Cristian Grabinski

Personal information
- Full name: Cristian Emilio Grabinski
- Date of birth: January 12, 1980 (age 45)
- Place of birth: Llavallol, Argentina
- Height: 1.80 m (5 ft 11 in)
- Position: Centre back

Youth career
- Vecinos Unidos
- Atlético Río Tercero
- Newell's Old Boys

Senior career*
- Years: Team / Apps / (Gls)
- 1999–2003: Newell's Old Boys / 83 / (1)
- 2003–2006: Racing Club / 56 / (4)
- 2006: Colón / 6 / (0)
- 2007: AEK Larnaca / 0 / (0)
- 2008: Emelec / 1 / (0)
- 2008–2010: Chacarita Juniors / 62 / (5)
- 2010–2012: San Martín SJ / 86 / (2)
- 2013: Deportes Iquique / 6 / (0)
- 2013: Trinidad / – / (–)
- 2013: Juventud Alianza / 4 / (0)

Managerial career
- 2014–2015: Juventud Alianza
- 2015: Boca Unidos (assistant)
- 2016: Unión Santiago
- 2019: Social Bañado
- 2020: San Martín El Bañado
- 2023: Deportivo Armenio
- 2024: Villa Dálmine

= Cristian Grabinski =

Argentine footballer

Cristian Emilio Grabinski (born 12 January 1980 in Llavallol) is an Argentine former football defender.

==Career==
Grabinski began his playing career with Newell's Old Boys, he made his league debut in a 1–1 draw with Talleres on 21 June 1999. He joined Racing Club from his local district of Avellaneda in 2003 where he played until 2006.

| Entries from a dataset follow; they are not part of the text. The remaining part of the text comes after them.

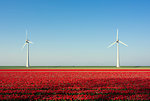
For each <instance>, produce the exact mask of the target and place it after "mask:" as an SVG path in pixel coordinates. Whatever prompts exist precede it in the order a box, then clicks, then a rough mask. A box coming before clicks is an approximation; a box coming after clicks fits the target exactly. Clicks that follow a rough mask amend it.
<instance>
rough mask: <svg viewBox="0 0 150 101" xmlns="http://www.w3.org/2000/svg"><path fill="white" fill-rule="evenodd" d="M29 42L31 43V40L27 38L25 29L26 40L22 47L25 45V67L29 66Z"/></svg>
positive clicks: (26, 34) (28, 66)
mask: <svg viewBox="0 0 150 101" xmlns="http://www.w3.org/2000/svg"><path fill="white" fill-rule="evenodd" d="M29 43H32V42H31V41H29V40H28V33H27V30H26V41H25V44H24V46H23V48H24V47H25V46H26V45H27V63H26V67H27V68H28V67H30V64H29Z"/></svg>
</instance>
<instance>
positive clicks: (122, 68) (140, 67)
mask: <svg viewBox="0 0 150 101" xmlns="http://www.w3.org/2000/svg"><path fill="white" fill-rule="evenodd" d="M0 69H26V67H25V66H0ZM29 69H150V66H121V67H120V68H117V67H116V66H31V67H29Z"/></svg>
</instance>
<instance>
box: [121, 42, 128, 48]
mask: <svg viewBox="0 0 150 101" xmlns="http://www.w3.org/2000/svg"><path fill="white" fill-rule="evenodd" d="M119 43H121V44H123V45H125V46H127V47H128V45H126V44H125V43H123V42H122V41H119Z"/></svg>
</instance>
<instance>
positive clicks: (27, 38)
mask: <svg viewBox="0 0 150 101" xmlns="http://www.w3.org/2000/svg"><path fill="white" fill-rule="evenodd" d="M26 40H28V32H27V29H26Z"/></svg>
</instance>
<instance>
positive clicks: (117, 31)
mask: <svg viewBox="0 0 150 101" xmlns="http://www.w3.org/2000/svg"><path fill="white" fill-rule="evenodd" d="M116 40H118V29H117V38H116Z"/></svg>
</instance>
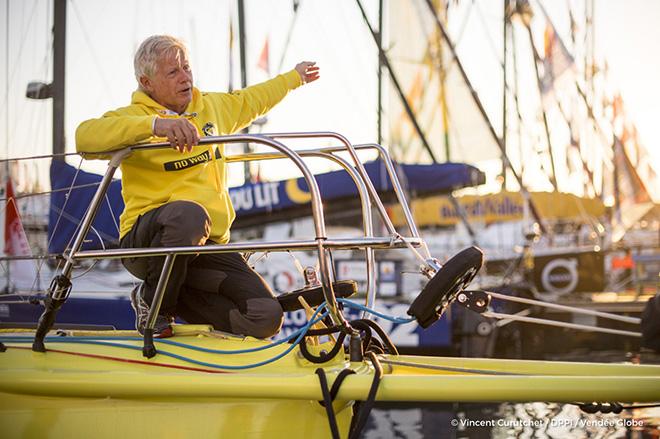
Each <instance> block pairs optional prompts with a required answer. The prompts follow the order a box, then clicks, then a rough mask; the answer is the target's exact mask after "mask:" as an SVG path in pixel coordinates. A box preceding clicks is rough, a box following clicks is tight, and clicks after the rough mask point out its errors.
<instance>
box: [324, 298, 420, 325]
mask: <svg viewBox="0 0 660 439" xmlns="http://www.w3.org/2000/svg"><path fill="white" fill-rule="evenodd" d="M337 302H339V303H342V304H344V306H346V307H348V308H353V309H357V310H360V311H366V312H368V313H370V314H373V315H375V316H378V317H380V318H383V319H385V320H389V321H390V322H394V323H401V324H404V323H410V322H414V321H415V318H414V317H394V316H388V315H387V314H383V313H381V312H378V311H376V310H373V309H371V308H367V307H366V306H364V305H360V304H359V303H355V302H351V301H350V300H347V299H341V298H339V299H337Z"/></svg>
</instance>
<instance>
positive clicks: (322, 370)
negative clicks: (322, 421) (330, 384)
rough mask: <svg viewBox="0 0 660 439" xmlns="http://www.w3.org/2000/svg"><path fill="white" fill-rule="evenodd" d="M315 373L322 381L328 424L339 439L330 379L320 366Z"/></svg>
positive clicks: (338, 438)
mask: <svg viewBox="0 0 660 439" xmlns="http://www.w3.org/2000/svg"><path fill="white" fill-rule="evenodd" d="M303 344H304V343H303ZM301 346H302V345H301ZM314 373H316V375H318V377H319V382H320V383H321V393H322V394H323V403H321V405H322V406H324V407H325V412H326V414H327V415H328V424H329V425H330V432H331V433H332V438H333V439H339V438H340V436H339V428H338V427H337V417H336V416H335V411H334V409H333V408H332V398H331V396H330V390H329V389H328V379H327V378H326V376H325V371H324V370H323V369H321V368H318V369H316V370H315V371H314Z"/></svg>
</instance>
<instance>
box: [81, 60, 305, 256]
mask: <svg viewBox="0 0 660 439" xmlns="http://www.w3.org/2000/svg"><path fill="white" fill-rule="evenodd" d="M301 84H302V82H301V79H300V75H298V72H296V71H295V70H292V71H290V72H288V73H286V74H283V75H279V76H277V77H275V78H273V79H271V80H269V81H266V82H263V83H261V84H258V85H254V86H252V87H248V88H245V89H243V90H240V91H236V92H232V93H206V92H200V91H199V90H198V89H196V88H194V89H193V98H192V101H191V102H190V104H188V108H187V109H186V112H185V113H184V114H183V115H170V114H172V112H171V111H169V110H167V109H166V108H165V107H163V106H162V105H160V104H158V103H157V102H155V101H154V100H153V99H151V98H150V97H149V96H148V95H147V94H145V93H144V92H142V91H136V92H134V93H133V96H132V99H131V105H129V106H127V107H122V108H118V109H117V110H113V111H108V112H107V113H105V114H104V115H103V117H101V118H99V119H90V120H87V121H85V122H83V123H81V124H80V126H79V127H78V129H77V130H76V148H77V150H78V152H84V153H103V152H108V151H112V150H116V149H120V148H121V147H124V146H128V145H134V144H136V143H140V142H145V141H162V140H163V139H157V138H155V137H154V135H153V132H152V123H153V120H154V118H155V117H186V118H188V120H190V122H192V123H193V124H194V125H195V126H196V127H197V129H198V130H199V132H200V133H201V135H225V134H232V133H235V132H237V131H239V130H240V129H242V128H244V127H246V126H247V125H249V124H250V123H251V122H252V121H253V120H255V119H256V118H258V117H259V116H261V115H263V114H265V113H267V112H268V111H269V110H270V109H271V108H273V107H274V106H275V105H276V104H277V103H278V102H280V101H281V100H282V99H283V98H284V97H285V96H286V95H287V93H288V92H289V91H290V90H293V89H295V88H297V87H299V86H300V85H301ZM121 171H122V186H123V188H122V196H123V198H124V203H125V205H126V207H125V209H124V212H123V213H122V215H121V218H120V223H121V224H120V236H121V237H123V236H124V235H125V234H126V233H128V231H129V230H131V227H133V224H135V222H136V221H137V218H138V217H139V216H140V215H142V214H144V213H146V212H148V211H150V210H152V209H155V208H157V207H159V206H162V205H163V204H165V203H169V202H171V201H175V200H188V201H194V202H197V203H199V204H201V205H202V206H204V207H205V208H206V210H207V212H208V214H209V216H210V218H211V221H212V227H211V235H210V239H211V240H213V241H215V242H218V243H226V242H228V241H229V228H230V226H231V224H232V222H233V221H234V218H235V216H236V214H235V212H234V208H233V206H232V204H231V199H230V198H229V192H228V190H227V175H226V162H225V158H224V146H223V145H197V146H195V147H194V148H193V150H192V152H189V153H188V152H186V153H183V154H182V153H180V152H178V151H176V150H174V149H158V150H151V151H137V152H134V153H133V154H131V155H130V156H129V157H127V158H125V159H124V160H123V161H122V163H121Z"/></svg>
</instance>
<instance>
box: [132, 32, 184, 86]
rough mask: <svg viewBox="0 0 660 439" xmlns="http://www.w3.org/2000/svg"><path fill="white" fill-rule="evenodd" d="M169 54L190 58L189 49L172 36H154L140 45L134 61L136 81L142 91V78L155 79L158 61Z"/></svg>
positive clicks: (183, 44) (135, 53)
mask: <svg viewBox="0 0 660 439" xmlns="http://www.w3.org/2000/svg"><path fill="white" fill-rule="evenodd" d="M168 52H176V53H177V55H178V56H181V55H184V56H186V57H187V56H188V49H187V48H186V45H185V44H184V43H183V41H181V40H179V39H178V38H175V37H172V36H170V35H152V36H150V37H149V38H147V39H146V40H144V41H143V42H142V44H140V47H138V50H137V52H136V53H135V58H134V59H133V66H134V68H135V79H137V82H138V88H139V89H140V90H143V89H142V83H141V82H140V78H141V77H143V76H146V77H148V78H151V77H153V75H154V73H156V68H157V64H158V59H159V58H160V57H161V56H162V55H163V54H165V53H168ZM143 91H144V90H143Z"/></svg>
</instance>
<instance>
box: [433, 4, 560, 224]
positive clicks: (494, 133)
mask: <svg viewBox="0 0 660 439" xmlns="http://www.w3.org/2000/svg"><path fill="white" fill-rule="evenodd" d="M426 4H427V6H428V8H429V10H430V11H431V14H432V16H433V19H434V20H435V24H436V26H437V27H438V30H439V31H440V32H441V33H442V37H443V38H444V40H445V42H446V43H447V47H449V50H450V51H451V54H452V57H453V58H454V60H455V61H456V66H457V67H458V70H459V73H460V75H461V77H462V78H463V81H465V84H466V85H467V86H468V87H469V89H470V93H471V94H472V98H473V99H474V103H475V105H476V106H477V108H478V109H479V112H480V113H481V116H482V117H483V119H484V121H485V122H486V125H488V131H489V132H490V134H491V136H492V137H493V140H494V141H495V143H496V144H497V146H498V147H499V148H500V151H501V152H502V159H503V160H504V161H505V162H506V165H507V166H508V168H509V169H510V170H511V174H512V175H513V176H514V178H515V179H516V181H517V182H518V185H519V186H520V192H521V193H522V195H523V197H524V198H525V201H526V202H527V204H528V205H529V209H530V211H531V213H532V215H533V216H534V219H535V221H536V222H537V223H538V224H539V227H540V228H541V232H542V233H547V232H548V230H547V228H546V227H545V224H544V223H543V219H542V218H541V215H540V213H539V211H538V209H537V208H536V205H535V204H534V201H533V200H532V197H531V195H530V194H529V191H528V190H527V187H526V186H525V185H524V183H523V181H522V179H521V178H520V176H519V175H518V173H517V172H516V170H515V169H514V168H513V164H512V163H511V160H509V157H508V156H507V154H506V151H505V148H504V144H503V143H502V139H501V138H499V137H498V136H497V133H496V132H495V128H494V127H493V124H492V123H491V121H490V118H489V117H488V113H486V109H485V108H484V106H483V104H482V103H481V100H480V99H479V96H478V95H477V92H476V91H475V90H474V87H472V82H470V79H469V78H468V76H467V73H466V72H465V69H464V68H463V64H462V63H461V61H460V59H459V58H458V54H457V53H456V48H455V47H454V44H453V43H452V42H451V40H450V38H449V34H448V33H447V30H446V29H445V27H444V25H443V24H442V22H441V21H440V20H439V19H438V15H437V14H436V11H435V7H434V6H433V4H432V3H431V0H426Z"/></svg>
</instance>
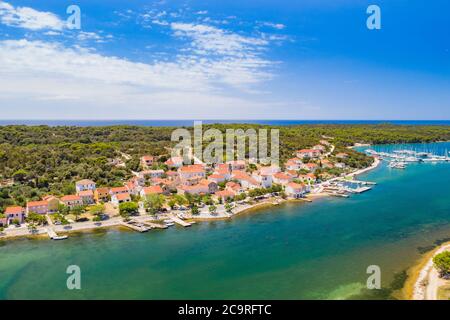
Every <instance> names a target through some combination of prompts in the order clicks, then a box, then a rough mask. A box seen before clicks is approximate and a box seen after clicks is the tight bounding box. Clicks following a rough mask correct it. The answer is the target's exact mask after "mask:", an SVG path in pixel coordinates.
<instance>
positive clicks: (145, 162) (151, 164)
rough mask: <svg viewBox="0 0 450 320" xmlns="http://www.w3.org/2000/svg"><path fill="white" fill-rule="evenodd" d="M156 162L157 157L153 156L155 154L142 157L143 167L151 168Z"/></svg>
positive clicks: (141, 165)
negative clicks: (155, 158) (150, 155)
mask: <svg viewBox="0 0 450 320" xmlns="http://www.w3.org/2000/svg"><path fill="white" fill-rule="evenodd" d="M154 162H155V157H153V156H148V155H146V156H142V157H141V166H142V168H143V169H148V168H150V167H151V166H152V165H153V163H154Z"/></svg>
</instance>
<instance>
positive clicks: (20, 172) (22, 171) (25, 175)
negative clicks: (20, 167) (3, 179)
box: [13, 169, 28, 182]
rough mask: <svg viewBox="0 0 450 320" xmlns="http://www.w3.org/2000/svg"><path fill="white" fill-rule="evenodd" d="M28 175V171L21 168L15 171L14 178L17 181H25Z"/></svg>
mask: <svg viewBox="0 0 450 320" xmlns="http://www.w3.org/2000/svg"><path fill="white" fill-rule="evenodd" d="M27 176H28V172H27V171H25V170H24V169H19V170H17V171H16V172H14V173H13V179H14V180H15V181H20V182H23V181H25V180H26V178H27Z"/></svg>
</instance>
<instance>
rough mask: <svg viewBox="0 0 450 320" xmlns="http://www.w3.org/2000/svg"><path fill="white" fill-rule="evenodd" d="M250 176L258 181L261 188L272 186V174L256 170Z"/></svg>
mask: <svg viewBox="0 0 450 320" xmlns="http://www.w3.org/2000/svg"><path fill="white" fill-rule="evenodd" d="M252 178H253V179H255V180H256V181H258V183H259V184H260V185H261V187H263V188H270V187H272V182H273V178H272V174H269V173H261V171H256V172H253V174H252Z"/></svg>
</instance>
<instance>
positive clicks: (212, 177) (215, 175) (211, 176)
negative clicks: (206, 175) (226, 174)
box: [208, 173, 225, 179]
mask: <svg viewBox="0 0 450 320" xmlns="http://www.w3.org/2000/svg"><path fill="white" fill-rule="evenodd" d="M208 179H225V175H223V174H217V173H214V174H212V175H210V176H209V177H208Z"/></svg>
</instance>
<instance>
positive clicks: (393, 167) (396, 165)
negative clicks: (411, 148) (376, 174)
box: [388, 161, 406, 169]
mask: <svg viewBox="0 0 450 320" xmlns="http://www.w3.org/2000/svg"><path fill="white" fill-rule="evenodd" d="M388 167H389V168H393V169H405V168H406V162H403V161H391V162H390V163H389V165H388Z"/></svg>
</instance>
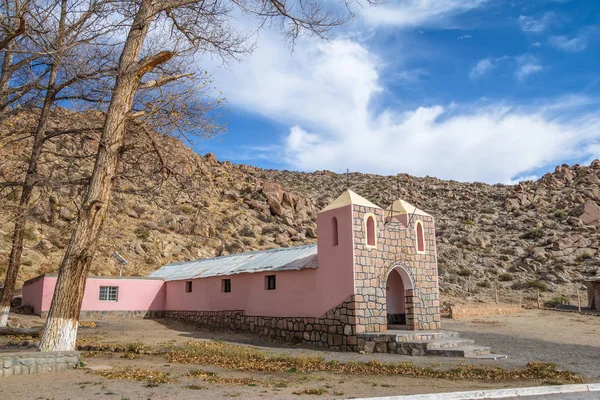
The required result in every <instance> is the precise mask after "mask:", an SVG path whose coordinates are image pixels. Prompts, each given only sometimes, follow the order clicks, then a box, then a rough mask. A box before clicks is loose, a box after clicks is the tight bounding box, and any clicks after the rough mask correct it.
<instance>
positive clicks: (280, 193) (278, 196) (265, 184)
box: [263, 181, 283, 203]
mask: <svg viewBox="0 0 600 400" xmlns="http://www.w3.org/2000/svg"><path fill="white" fill-rule="evenodd" d="M263 193H264V194H265V196H267V198H268V197H269V196H272V197H274V198H275V199H277V202H278V203H281V202H282V201H283V189H282V188H281V186H279V184H277V183H275V182H273V181H266V182H265V183H264V184H263Z"/></svg>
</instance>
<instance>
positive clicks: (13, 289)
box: [0, 0, 67, 327]
mask: <svg viewBox="0 0 600 400" xmlns="http://www.w3.org/2000/svg"><path fill="white" fill-rule="evenodd" d="M66 13H67V0H62V5H61V19H60V21H59V28H58V34H57V40H56V44H57V48H58V49H60V48H62V46H63V43H64V25H65V21H66ZM59 53H60V52H57V54H56V55H55V59H54V61H53V63H52V67H51V69H50V76H49V77H48V86H47V89H46V97H45V98H44V105H43V107H42V111H41V113H40V117H39V119H38V124H37V127H36V130H35V134H34V139H33V145H32V147H31V155H30V157H29V165H28V166H27V173H26V175H25V180H24V182H23V188H22V191H21V198H20V200H19V207H18V209H17V215H16V216H15V228H14V231H13V239H12V248H11V251H10V256H9V257H8V269H7V270H6V279H5V280H4V290H3V291H2V296H0V327H5V326H7V325H8V314H9V312H10V301H11V300H12V294H13V292H14V290H15V285H16V283H17V277H18V276H19V268H20V267H21V255H22V253H23V231H24V230H25V226H26V225H27V220H28V219H29V205H30V204H29V203H30V202H31V197H32V195H33V189H34V188H35V185H36V183H37V172H38V169H37V167H38V161H39V159H40V155H41V154H42V147H43V145H44V136H45V134H46V130H47V128H48V119H49V117H50V112H51V111H52V106H53V105H54V98H55V97H56V93H55V86H56V77H57V75H58V69H59V67H60V55H59Z"/></svg>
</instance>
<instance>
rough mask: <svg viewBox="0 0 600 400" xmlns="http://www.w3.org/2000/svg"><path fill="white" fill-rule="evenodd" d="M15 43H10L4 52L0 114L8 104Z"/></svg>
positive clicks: (0, 98) (0, 79) (12, 41)
mask: <svg viewBox="0 0 600 400" xmlns="http://www.w3.org/2000/svg"><path fill="white" fill-rule="evenodd" d="M13 47H14V41H12V42H10V43H9V44H8V45H7V46H6V49H5V50H4V57H3V58H2V71H1V72H0V113H1V112H2V111H4V109H5V108H6V107H7V103H8V90H9V88H10V78H11V76H12V73H13V71H12V61H13V52H12V50H13Z"/></svg>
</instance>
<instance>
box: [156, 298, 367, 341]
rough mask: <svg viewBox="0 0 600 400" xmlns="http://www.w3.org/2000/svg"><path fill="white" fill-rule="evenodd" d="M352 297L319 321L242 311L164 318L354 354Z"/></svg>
mask: <svg viewBox="0 0 600 400" xmlns="http://www.w3.org/2000/svg"><path fill="white" fill-rule="evenodd" d="M354 297H355V296H351V297H349V298H348V299H347V300H346V301H345V302H343V303H342V304H341V305H339V306H338V307H335V308H333V309H331V310H330V311H328V312H327V313H326V314H325V315H324V316H323V317H321V318H309V317H259V316H250V315H246V314H245V312H244V311H167V312H166V317H167V318H173V319H176V320H181V321H185V322H192V323H194V324H195V325H196V326H198V327H203V328H210V329H216V330H221V329H223V330H229V331H235V332H244V333H251V334H254V335H258V336H262V337H267V338H271V339H275V340H278V341H281V342H286V343H293V344H303V345H307V346H313V347H319V348H329V349H332V350H347V351H356V350H357V339H356V330H355V324H356V321H357V318H356V315H355V312H356V311H357V310H356V308H355V300H354Z"/></svg>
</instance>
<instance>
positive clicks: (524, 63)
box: [515, 54, 544, 82]
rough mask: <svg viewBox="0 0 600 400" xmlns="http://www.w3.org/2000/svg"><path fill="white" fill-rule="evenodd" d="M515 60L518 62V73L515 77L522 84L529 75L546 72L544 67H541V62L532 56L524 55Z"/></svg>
mask: <svg viewBox="0 0 600 400" xmlns="http://www.w3.org/2000/svg"><path fill="white" fill-rule="evenodd" d="M515 59H516V61H517V71H516V72H515V75H516V77H517V79H518V80H519V81H521V82H524V81H525V80H526V79H527V78H528V77H529V75H531V74H535V73H537V72H541V71H543V70H544V67H543V66H542V65H541V63H540V61H539V60H538V59H537V58H536V57H534V56H532V55H531V54H523V55H521V56H518V57H515Z"/></svg>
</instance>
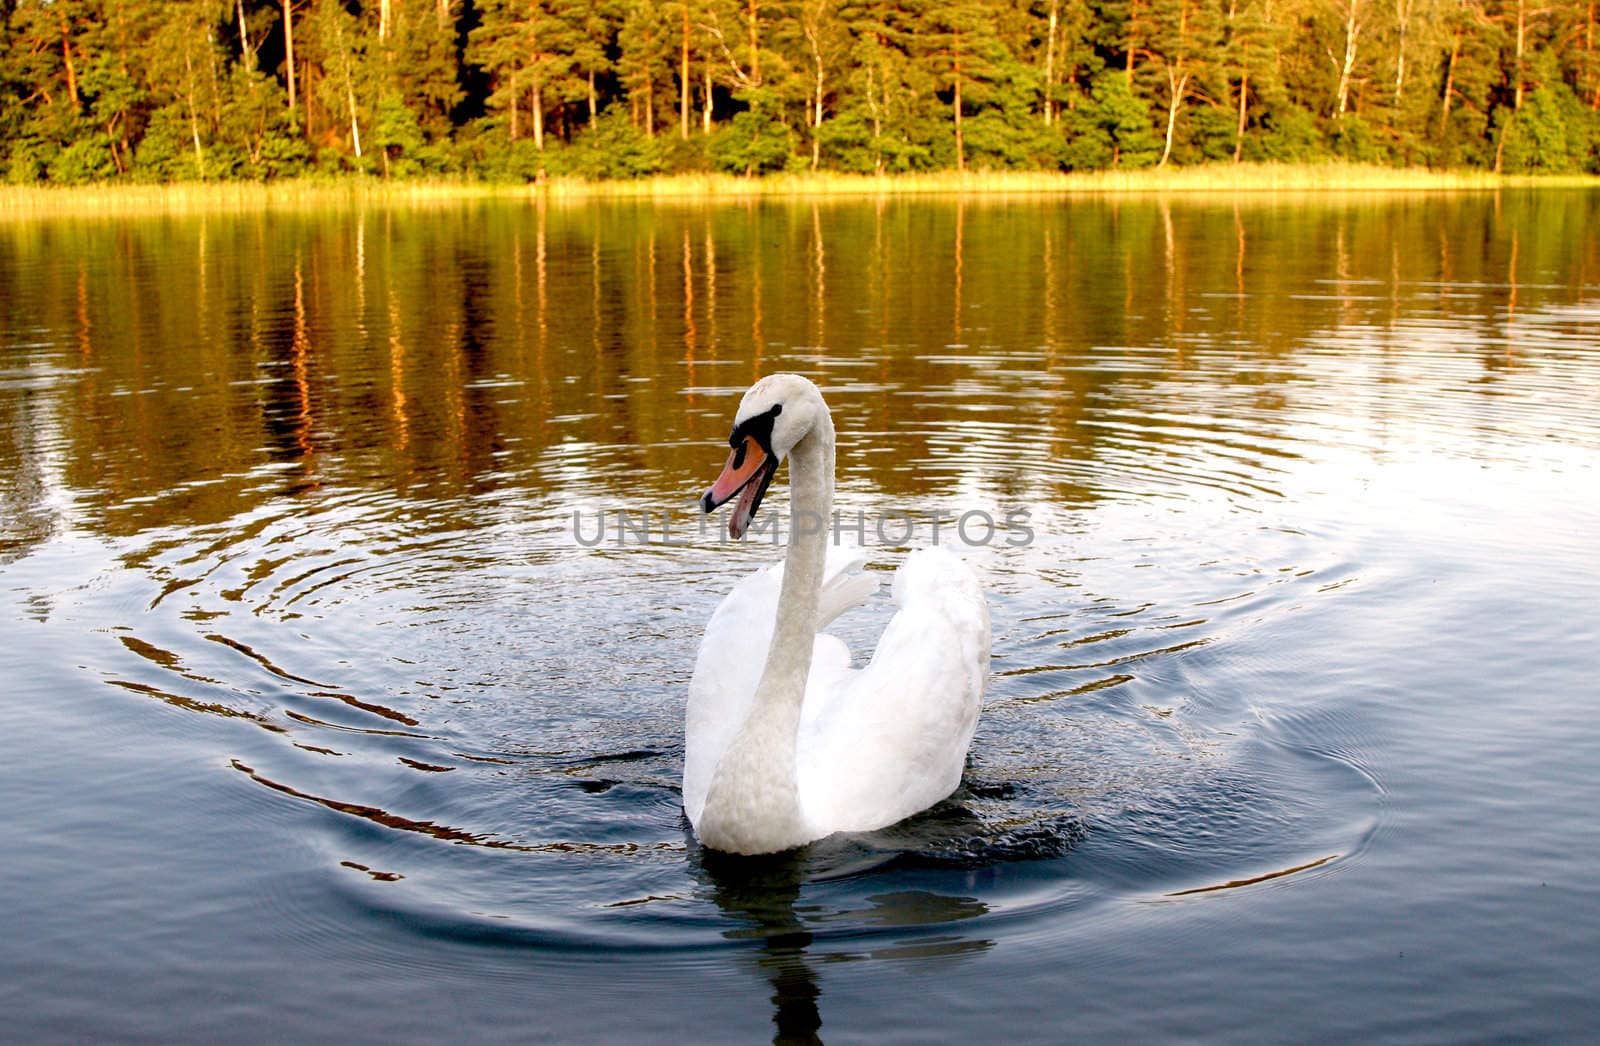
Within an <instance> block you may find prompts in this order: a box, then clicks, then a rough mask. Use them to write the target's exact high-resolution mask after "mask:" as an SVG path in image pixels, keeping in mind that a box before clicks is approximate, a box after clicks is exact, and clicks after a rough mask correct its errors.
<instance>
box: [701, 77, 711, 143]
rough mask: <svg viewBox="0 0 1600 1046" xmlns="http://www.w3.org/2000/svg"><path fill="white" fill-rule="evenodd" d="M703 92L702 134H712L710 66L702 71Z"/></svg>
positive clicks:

After a brief stint with Colón de Santa Fe Grabinski travelled to Europe to play for Cypriot side AEK Larnaca in 2007. He returned to South America in 2008 to play for Emelec of Ecuador before joining Chacarita Juniors in 2008.

In his first season with the club he helped them finish in 2nd place in the Argentine 2nd division and obtain promotion to the Primera División.

In 2013, Grabinski moved to Chile and played for Deportes Iquique.